Füchslin, Bisig, Öchslin, Schädler, Ruhstaller und der Pfarrer Kälin auch
    in der March, 1902–1906
    Pfarrer Kälin hatte schon den ganzen Morgen über an den Fingern gefroren, seine Durchblutung ließ eindeutig zu wünschen übrig, aber er konnte ja nicht schon vor der Sonntagspredigt Wein trinken, nicht jedes Mal jedenfalls, das wäre dann vielleicht doch einmal jemandem aufgefallen, und das wäre das Letzte, das wirklich Allerletzte, was er hätte gebrauchen können, einen Skandal wegen des bisschen Weins oder überhaupt noch einen Skandal, denn Pfarrer Kälin wusste es nur zu gut, dass er in dieser Gemeinde mit beiden Füßen auf Glatteis stand.
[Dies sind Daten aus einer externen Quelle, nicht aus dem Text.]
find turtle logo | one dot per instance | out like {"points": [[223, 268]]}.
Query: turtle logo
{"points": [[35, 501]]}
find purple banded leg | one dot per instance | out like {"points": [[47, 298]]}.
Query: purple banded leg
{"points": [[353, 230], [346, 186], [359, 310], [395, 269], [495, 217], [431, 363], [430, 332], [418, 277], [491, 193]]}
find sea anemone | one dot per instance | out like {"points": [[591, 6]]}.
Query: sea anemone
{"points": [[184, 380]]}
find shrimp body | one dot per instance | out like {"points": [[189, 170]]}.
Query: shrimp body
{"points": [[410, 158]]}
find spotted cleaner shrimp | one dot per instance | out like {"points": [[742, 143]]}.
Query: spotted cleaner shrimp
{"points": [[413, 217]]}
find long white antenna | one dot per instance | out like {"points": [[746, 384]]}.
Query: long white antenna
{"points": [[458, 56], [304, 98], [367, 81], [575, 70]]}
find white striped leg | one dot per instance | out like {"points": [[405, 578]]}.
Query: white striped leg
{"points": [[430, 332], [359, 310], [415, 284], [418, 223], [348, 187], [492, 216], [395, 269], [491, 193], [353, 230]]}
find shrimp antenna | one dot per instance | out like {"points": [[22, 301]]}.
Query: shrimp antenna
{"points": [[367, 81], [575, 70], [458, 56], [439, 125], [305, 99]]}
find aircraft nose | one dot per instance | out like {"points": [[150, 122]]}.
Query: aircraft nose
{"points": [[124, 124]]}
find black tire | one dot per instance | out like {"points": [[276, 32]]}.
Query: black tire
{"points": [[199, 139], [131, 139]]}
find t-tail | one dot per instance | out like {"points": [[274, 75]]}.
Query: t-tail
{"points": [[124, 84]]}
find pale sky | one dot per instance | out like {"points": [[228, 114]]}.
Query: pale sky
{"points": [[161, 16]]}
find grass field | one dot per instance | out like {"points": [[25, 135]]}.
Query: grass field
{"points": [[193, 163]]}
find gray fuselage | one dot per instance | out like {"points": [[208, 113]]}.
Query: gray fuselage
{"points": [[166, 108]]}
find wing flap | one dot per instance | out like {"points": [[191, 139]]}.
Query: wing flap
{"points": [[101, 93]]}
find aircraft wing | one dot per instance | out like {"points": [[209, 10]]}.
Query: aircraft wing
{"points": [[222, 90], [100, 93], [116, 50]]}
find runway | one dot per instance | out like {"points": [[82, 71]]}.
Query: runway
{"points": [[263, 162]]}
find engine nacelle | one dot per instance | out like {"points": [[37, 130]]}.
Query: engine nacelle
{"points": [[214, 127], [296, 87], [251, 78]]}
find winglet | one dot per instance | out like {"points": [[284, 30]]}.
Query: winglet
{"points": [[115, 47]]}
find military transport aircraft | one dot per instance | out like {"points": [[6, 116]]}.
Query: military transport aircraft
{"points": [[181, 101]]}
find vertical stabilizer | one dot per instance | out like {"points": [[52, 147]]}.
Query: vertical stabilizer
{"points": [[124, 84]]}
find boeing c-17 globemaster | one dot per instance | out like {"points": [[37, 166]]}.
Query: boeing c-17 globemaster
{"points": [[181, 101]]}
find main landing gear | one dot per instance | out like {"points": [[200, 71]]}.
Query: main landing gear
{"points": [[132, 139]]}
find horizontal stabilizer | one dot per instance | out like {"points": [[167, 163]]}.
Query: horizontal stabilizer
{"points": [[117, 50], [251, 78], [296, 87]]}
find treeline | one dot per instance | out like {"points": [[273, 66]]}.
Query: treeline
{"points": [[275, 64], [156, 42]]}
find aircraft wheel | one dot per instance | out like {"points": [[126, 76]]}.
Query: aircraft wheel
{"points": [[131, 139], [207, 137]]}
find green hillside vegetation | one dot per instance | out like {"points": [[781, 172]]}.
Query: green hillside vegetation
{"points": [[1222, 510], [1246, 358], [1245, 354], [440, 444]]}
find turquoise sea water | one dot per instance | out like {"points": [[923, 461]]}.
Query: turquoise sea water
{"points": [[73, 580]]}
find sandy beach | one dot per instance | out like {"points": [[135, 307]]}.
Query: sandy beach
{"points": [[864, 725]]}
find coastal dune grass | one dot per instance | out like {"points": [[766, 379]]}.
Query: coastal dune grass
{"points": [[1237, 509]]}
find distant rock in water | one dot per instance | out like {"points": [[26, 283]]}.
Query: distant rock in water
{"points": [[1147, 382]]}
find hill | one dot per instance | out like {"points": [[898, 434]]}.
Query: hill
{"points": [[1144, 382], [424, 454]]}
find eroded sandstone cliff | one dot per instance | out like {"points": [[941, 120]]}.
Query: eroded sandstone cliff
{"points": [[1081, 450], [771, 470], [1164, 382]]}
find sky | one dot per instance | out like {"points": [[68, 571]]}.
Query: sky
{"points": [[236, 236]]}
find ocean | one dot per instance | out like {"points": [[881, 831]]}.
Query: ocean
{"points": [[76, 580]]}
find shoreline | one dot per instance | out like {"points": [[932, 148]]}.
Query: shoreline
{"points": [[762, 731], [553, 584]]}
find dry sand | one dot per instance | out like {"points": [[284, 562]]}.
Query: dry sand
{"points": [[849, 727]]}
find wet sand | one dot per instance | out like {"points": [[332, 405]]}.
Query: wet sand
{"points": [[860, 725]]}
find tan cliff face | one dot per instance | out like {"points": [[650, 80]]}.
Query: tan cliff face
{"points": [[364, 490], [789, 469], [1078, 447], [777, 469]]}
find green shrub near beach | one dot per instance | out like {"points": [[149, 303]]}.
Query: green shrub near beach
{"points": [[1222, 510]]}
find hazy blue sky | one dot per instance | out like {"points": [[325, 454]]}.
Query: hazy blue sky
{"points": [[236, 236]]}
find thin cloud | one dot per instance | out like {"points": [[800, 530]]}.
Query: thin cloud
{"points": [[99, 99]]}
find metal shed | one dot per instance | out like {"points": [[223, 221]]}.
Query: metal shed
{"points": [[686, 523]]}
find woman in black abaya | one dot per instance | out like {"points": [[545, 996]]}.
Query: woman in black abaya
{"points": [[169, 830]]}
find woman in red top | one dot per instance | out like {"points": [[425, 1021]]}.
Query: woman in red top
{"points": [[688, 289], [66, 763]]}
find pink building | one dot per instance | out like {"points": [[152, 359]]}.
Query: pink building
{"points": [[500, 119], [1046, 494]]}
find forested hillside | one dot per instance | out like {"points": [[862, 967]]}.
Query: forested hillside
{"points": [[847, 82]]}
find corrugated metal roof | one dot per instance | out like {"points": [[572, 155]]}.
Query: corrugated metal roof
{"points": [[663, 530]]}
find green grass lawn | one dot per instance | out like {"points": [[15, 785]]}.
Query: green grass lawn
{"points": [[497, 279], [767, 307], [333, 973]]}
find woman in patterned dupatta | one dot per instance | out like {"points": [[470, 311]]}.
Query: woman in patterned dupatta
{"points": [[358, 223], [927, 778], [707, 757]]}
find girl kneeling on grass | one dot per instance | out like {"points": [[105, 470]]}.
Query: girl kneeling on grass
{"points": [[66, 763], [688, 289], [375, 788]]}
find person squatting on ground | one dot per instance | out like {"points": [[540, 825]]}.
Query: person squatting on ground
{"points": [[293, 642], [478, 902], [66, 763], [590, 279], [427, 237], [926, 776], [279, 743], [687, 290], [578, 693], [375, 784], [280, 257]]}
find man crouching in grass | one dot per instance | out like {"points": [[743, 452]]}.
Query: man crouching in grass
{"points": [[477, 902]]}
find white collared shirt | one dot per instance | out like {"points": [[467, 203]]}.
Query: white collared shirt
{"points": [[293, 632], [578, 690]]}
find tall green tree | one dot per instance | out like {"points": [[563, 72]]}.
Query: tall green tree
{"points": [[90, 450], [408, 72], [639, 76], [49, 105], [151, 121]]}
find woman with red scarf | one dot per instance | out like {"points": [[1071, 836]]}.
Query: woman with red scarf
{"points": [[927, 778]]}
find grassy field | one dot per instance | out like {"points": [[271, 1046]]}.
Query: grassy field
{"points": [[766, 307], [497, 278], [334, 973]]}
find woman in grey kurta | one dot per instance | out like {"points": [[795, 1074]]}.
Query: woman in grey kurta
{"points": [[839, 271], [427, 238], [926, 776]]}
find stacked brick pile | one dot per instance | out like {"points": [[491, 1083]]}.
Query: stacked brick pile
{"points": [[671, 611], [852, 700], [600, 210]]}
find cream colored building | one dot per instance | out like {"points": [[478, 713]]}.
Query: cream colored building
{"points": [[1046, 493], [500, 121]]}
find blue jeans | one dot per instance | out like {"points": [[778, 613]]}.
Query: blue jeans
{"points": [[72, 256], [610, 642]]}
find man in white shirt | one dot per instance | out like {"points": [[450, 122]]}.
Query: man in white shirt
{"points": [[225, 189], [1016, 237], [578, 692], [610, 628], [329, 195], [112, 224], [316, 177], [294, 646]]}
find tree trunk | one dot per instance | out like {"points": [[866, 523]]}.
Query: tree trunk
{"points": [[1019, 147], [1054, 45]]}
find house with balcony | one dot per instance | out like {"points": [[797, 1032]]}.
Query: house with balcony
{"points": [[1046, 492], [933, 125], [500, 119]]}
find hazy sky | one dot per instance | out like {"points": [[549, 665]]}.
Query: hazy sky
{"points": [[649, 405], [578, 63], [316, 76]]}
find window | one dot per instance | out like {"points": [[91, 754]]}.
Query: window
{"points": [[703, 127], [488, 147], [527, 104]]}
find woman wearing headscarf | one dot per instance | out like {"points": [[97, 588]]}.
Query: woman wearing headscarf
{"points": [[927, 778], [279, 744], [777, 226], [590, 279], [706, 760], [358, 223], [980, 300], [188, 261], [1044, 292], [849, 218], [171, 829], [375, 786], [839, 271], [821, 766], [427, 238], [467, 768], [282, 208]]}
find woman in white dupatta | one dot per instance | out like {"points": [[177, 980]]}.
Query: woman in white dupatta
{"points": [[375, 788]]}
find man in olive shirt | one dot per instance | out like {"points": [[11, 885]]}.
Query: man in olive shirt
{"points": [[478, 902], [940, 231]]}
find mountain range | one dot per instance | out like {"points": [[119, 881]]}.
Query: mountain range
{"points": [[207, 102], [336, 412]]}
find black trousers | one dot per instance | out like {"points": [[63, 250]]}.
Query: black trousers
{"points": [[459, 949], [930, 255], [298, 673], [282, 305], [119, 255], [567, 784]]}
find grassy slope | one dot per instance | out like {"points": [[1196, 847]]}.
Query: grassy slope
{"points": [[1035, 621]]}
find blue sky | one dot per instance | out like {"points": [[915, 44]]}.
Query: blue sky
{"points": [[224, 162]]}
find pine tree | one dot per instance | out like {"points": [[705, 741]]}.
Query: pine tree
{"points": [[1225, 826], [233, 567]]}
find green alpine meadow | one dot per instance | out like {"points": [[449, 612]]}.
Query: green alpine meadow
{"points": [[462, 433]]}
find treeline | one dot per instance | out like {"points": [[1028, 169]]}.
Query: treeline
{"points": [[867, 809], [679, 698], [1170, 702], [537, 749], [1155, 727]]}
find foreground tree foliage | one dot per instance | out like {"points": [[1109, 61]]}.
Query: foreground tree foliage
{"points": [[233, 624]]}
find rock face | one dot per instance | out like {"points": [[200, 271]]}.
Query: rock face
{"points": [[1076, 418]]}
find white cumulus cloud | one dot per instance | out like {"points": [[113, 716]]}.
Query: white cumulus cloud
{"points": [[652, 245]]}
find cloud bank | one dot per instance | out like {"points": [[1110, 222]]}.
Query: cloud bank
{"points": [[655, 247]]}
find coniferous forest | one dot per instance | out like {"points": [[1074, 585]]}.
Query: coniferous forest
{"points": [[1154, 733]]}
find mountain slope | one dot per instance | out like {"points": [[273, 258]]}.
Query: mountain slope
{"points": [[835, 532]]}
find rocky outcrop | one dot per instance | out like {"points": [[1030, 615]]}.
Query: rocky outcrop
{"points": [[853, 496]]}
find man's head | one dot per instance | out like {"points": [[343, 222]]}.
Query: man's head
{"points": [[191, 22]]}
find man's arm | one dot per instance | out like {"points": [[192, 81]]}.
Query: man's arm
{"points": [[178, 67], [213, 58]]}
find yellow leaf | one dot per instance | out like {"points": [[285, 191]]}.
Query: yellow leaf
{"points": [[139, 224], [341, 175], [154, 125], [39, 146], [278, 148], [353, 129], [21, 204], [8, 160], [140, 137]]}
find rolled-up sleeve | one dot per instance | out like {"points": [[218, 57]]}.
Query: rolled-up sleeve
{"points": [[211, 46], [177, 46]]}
Und das nicht nur, weil man ihm seit neuestem eine Kebse andichtete, ein Weibsbild, pfui pfui, sondern eben gerade auch, weil sein Lebensstil ein eher auffälliger war die letzten paar Jahre über, und das sah man hier oben gar nicht gern, hier oben in dieser Gemeinde, immerhin hatte man große Stücke auf ihn gehalten, damals als man ihn geholt hatte, nach der Ausbildung, die er genossen hatte an der renommierten Theologischen Fakultät zu Zürich. Sein einziger Pluspunkt in diesem erbärmlichen Erdenleben, heiliger Bimbam, was wäre er ohne dieses eine Faktum in seinem Curriculum Vitae!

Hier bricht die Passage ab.